Nel dipinto, che raffigura la seconda parte del racconto evangelico, compaiono:
- al centro, la Samaritana raffigurata come una giovane donna, che inizialmente ha cercato di tenere testa a Gesù nel dialogo, appare qui ormai vinta dall'eloquenza e dalle rivelazioni di Cristo.
- a destra, Gesù Cristo, seduto, con la mano destra sul petto allude a se stesso come il Messia, mentre con la sinistra indica la città, che si vede in lontananza, invitandola a diffondere la notizia dell'incontro.
- a sinistra, Apostoli stanno tornando da Sicar con il cibo: il pittore in questo particolare segue fedelmente quanto narrato nel Vangelo.
Inoltre, nella scena sono presenti alcuni dettagli, resi con grande cura, spesso di valore simbolico, come:
- Orcio, posto fra la Samaritana e Gesù Cristo, ricorda che il loro dialogo che si svolge tra i due protagonisti, ha per tema della sete fisica e spirituale.
Note stilistiche, iconografiche ed iconologiche
- Nel leggere la narrazione della scena è importante ricordare che a causa delle spartizioni territoriali tra i figli di Giacobbe, fra i Giudei ed i Samaritani correva da vari secoli una profonda rivalità politica e religiosa, con reciproche accuse di eresia.
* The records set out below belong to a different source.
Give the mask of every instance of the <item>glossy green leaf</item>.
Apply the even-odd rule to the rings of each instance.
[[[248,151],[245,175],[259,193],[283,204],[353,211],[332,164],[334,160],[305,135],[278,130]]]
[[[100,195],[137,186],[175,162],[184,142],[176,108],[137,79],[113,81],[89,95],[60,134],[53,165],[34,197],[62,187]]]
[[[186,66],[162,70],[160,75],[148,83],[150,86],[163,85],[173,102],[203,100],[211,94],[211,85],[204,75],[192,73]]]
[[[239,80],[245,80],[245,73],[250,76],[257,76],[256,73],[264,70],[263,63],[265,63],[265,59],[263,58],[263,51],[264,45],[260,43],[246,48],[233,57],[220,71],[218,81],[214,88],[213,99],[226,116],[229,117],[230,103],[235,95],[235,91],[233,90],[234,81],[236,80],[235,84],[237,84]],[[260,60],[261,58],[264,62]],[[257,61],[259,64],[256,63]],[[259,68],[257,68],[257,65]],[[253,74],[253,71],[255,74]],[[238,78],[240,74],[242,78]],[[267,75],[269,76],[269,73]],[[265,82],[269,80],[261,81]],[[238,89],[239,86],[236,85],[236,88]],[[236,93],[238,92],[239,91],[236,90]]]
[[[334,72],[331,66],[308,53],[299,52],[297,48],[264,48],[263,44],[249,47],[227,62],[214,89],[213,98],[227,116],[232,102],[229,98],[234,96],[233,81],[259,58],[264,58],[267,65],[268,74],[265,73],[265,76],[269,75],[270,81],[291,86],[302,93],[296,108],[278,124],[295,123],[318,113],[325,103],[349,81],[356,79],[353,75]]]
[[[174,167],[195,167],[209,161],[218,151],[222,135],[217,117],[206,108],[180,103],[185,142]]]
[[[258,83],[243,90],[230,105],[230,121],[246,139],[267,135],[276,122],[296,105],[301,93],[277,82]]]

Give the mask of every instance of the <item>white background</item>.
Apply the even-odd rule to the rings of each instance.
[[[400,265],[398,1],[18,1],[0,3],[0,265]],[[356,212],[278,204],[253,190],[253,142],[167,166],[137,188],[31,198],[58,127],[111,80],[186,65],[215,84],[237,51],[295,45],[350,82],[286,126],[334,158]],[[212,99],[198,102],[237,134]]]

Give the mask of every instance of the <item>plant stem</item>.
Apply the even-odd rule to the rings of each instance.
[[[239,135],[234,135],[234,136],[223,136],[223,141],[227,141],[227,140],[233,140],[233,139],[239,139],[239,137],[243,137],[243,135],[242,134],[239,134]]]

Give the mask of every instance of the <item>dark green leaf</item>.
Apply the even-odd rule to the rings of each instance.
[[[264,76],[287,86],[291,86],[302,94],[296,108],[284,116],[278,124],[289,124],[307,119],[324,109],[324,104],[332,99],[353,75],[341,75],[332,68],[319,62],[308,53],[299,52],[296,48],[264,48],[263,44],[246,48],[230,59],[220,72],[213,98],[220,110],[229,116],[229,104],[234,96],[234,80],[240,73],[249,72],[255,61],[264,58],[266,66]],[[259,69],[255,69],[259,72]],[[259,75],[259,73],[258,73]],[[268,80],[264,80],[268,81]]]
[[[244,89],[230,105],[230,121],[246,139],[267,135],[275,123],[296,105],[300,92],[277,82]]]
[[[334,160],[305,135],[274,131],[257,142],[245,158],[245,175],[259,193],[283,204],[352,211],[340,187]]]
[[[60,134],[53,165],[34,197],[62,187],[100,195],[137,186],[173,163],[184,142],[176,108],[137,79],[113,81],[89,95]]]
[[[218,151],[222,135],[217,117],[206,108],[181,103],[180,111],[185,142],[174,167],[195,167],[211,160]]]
- Il dipinto rappresenta insieme con le altre, un'importante testimonianza per l'arte italiana a metà tra il Rinascimento e l'Illuminismo. Frutto dei dettami dell'Accademia bolognese degli Incamminati, fondata a Bologna intorno al 1585 sul valore che il Concilio di Trento (1545 - 1563) volle dedicare alle immagini per diffondere la fede, nell'opera, incantano anche la dolce ambientazione pastorale della scena, influenzata dal clima culturale suggerito dai poemi di Torquato Tasso (1544 – 1595) è, la sospesa solennità del momento, la calibratura dei gesti e degli affetti, la piacevolezza dell'armonia cromatica.
Notizie storico-critiche
Il dipinto di Annibale Carracci è entrato nella Pinacoteca di Brera nel 1811, con altre due opere, con il quale costituiva una sorta di trittico, che raffigura episodi evangelici in cui Cristo incontra personaggi femminili:
- Gesù Cristo e l'adultera (fine del XVI secolo), olio su tela, del fratello Agostino Carracci;
- Gesù Cristo guarisce la figlia della Cananea (1595 - 1596), olio su tela, del cugino Ludovico Carracci.[1]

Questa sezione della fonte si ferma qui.